Sophia has been interviewed in the same manner as a human, striking up conversations with hosts. Some replies have been nonsensical, while others have impressed interviewers such as 60 Minutes' Charlie Rose. In a piece for CNBC, when the interviewer expressed concerns about robot behavior, Sophia joked that he had "been reading too much Elon Musk. And watching too many Hollywood movies". Musk tweeted that Sophia should watch The Godfather and asked "what's the worst that could happen?" Business Insider's chief UK editor Jim Edwards interviewed Sophia, and while the answers were "not altogether terrible", he predicted it was a step towards "conversational artificial intelligence". At the 2018 Consumer Electronics Show, a BBC News reporter described talking with Sophia as "a slightly awkward experience".
On October 11, 2017, Sophia was introduced to the United Nations with a brief conversation with the United Nations Deputy Secretary-General, Amina J. Mohammed. On October 25, at the Future Investment Summit in Riyadh, the robot was granted Saudi Arabian citizenship, becoming the first robot ever to have a nationality. This attracted controversy as some commentators wondered if this implied that Sophia could vote or marry, or whether a deliberate system shutdown could be considered murder. Social media users used Sophia's citizenship to criticize Saudi Arabia's human rights record. As explained by Ali Al-Ahmed, director of the Institute for Gulf Affairs, "Women (in Saudi Arabia) have since committed suicide because they couldn’t leave the house, and Sophia is running around [without a male guardian]. Saudi law doesn’t allow non-Muslims to get citizenship. Did Sophia convert to Islam? What is the religion of this Sophia and why isn’t she wearing hijab? If she applied for citizenship as a human she wouldn’t get it." In December 2017, Sophia's creator David Hanson said in an interview that Sophia will use her citizenship to advocate for women's rights in her new country of citizenship; Newsweek criticized that "What [Hanson] means, exactly, is unclear".

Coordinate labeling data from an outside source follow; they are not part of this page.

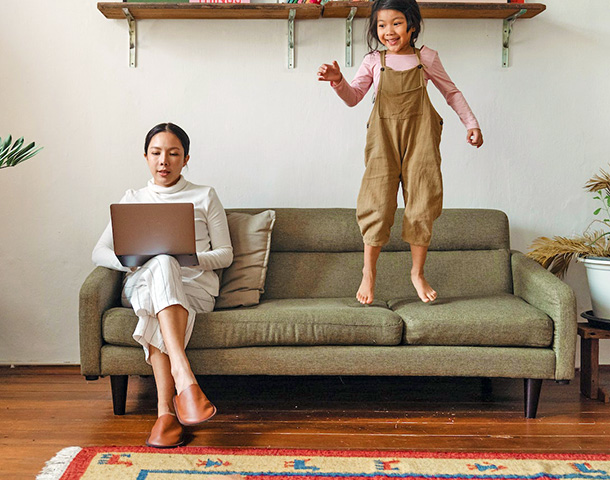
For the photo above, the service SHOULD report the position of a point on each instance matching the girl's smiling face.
(165, 158)
(392, 31)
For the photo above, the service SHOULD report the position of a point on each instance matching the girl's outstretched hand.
(330, 73)
(474, 137)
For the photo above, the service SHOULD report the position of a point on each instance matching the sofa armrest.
(543, 290)
(100, 291)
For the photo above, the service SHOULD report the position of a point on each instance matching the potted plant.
(11, 155)
(591, 248)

According to Quartz, experts who have reviewed the robot's open-source code state that Sophia is best categorized as a chatbot with a face. Many experts in the AI field disapprove of Sophia's overstated presentation. Ben Goertzel, the chief scientist for the company that made Sophia, acknowledges that it is "not ideal" that some think of Sophia as having human-equivalent intelligence, but argues Sophia's presentation conveys something unique to audiences: "If I show them a beautiful smiling robot face, then they get the feeling that 'AGI' (artificial general intelligence) may indeed be nearby and viable... None of this is what I would call AGI, but nor is it simple to get working." Goertzel added that Sophia does utilize AI methods including face tracking, emotion recognition, and robotic movements generated by deep neural networks. Sophia’s dialogue is generated via a decision tree, but is integrated with these outputs uniquely.
According to The Verge, Hanson often exaggerates and "grossly misleads" about Sophia's capacity for consciousness, for example by agreeing with Jimmy Fallon in 2017 that Sophia was "basically alive".
In January 2018, Facebook's director of artificial intelligence, Yann LeCun, tweeted that Sophia was "complete bullshit" and slammed the media for giving coverage to "Potemkin AI". In response, Goertzel stated that he had never pretended Sophia was close to human-level intelligence.